My memories of Philadelphia chocolate were of Hershey's, of course, and we visited the factory many times. O.K. Hershey, PA, is not in Philadelphia. Then there was Whitman's! I loved Whitman Samplers, especially since there was a 'map' in the top of the box that showed you which candies were where (unless of course your sister moved them!). I loved the Fudge on the Boardwalk in Atlantic City, but I don't remember too many actual chocolate shops, but then I was a kid. I was big on penny candy, and most of that was not chocolate. Limited budget, limited allowance.
So, I was thrilled when Twitter Buddy Janice Bashman (yes, my mystery and chocolate worlds collide again) sent me a link to an article on Chocolate City in today's Philly.com. Lots of wonderful info on indie chocolate makers and an industry that is still booming despite the economic downturn.
Read the article Chocolate City, here.
Italian Thick Hot Chocolate from Max Brenner from the Chocolate City Article.
Makes 6 to 8 servings
For the vanilla cream:
2 tablespoons cornstarch
2 1/2 cups milk, divided
1/2 cup sugar
2 large egg yolks
1 vanilla bean, split lengthwise, or 1 teaspoon vanilla extract
For the hot chocolate:
1 cup of milk
7 ounces semisweet chocolate (2 chocolate bars)
1. Sprinkle the cornstarch over 1/2 cup of the milk in a small bowl and whisk to dissolve. Add the sugar and egg yolks and whisk well.

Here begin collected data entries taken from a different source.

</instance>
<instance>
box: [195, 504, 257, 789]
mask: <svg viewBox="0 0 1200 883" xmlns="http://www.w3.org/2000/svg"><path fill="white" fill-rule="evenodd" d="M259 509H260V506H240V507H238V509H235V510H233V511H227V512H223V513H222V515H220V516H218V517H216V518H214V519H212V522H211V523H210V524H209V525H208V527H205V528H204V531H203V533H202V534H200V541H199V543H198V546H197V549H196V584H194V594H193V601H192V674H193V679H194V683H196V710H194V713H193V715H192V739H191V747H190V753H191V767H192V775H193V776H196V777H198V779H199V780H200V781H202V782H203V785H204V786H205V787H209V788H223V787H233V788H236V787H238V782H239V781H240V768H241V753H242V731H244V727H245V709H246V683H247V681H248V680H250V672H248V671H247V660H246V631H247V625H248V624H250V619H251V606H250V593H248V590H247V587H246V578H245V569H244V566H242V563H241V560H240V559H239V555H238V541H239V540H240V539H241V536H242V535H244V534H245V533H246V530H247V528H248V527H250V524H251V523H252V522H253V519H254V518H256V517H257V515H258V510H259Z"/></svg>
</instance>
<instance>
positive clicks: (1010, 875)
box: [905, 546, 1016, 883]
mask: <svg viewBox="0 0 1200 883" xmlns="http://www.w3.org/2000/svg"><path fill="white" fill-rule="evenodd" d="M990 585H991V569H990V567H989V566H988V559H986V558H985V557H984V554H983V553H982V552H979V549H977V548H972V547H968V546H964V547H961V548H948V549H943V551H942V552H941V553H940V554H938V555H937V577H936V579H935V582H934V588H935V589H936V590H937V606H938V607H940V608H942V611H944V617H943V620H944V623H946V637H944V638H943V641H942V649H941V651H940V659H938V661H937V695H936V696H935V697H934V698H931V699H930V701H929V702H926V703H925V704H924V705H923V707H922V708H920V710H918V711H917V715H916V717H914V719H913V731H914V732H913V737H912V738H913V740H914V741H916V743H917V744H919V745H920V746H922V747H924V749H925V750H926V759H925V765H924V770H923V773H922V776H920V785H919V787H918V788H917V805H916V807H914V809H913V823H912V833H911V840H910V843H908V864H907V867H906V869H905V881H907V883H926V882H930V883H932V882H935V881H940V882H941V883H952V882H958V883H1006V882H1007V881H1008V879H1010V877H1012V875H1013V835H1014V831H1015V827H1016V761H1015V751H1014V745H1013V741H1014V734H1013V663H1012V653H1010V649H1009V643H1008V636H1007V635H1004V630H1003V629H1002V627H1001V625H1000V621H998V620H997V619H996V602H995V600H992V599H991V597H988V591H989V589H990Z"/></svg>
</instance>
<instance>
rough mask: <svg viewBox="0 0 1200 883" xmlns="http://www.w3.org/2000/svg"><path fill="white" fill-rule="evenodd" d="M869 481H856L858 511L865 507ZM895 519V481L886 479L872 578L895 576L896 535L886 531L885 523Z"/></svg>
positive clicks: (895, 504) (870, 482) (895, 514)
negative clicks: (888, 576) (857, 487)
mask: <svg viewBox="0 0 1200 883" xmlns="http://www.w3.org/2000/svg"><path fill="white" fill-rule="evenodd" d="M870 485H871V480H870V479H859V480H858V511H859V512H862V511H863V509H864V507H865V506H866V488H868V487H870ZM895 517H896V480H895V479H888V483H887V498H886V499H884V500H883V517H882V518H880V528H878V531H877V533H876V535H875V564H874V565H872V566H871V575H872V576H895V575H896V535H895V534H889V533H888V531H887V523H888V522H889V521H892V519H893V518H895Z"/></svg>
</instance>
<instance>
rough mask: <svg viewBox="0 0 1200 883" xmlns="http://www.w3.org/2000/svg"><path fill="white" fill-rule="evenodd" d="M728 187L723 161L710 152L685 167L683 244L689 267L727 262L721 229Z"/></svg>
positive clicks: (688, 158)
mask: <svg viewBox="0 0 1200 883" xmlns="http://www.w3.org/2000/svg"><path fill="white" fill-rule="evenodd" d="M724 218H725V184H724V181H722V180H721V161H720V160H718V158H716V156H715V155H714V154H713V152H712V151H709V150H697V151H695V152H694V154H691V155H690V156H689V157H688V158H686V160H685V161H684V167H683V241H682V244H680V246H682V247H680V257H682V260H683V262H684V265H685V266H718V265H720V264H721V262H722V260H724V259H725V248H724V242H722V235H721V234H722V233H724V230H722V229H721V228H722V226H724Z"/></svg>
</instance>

2. Bring the remaining 2 cups of the milk and the vanilla bean just to a simmer in a heavy-bottomed medium saucepan over low heat. Remove the bean, scrape the vanilla seeds into the milk, and discard the bean. Gradually whisk the egg yolk mixture into the milk.
3. Cook, whisking often, until the sauce comes to a boil, about 3 minutes. If using vanilla extract, stir it in now. Strain through a wire sieve into a bowl.
4. After the vanilla cream is prepared, combine it with the chopped chocolate chunks and a cup of milk, brought just to a boil. Mix until smooth.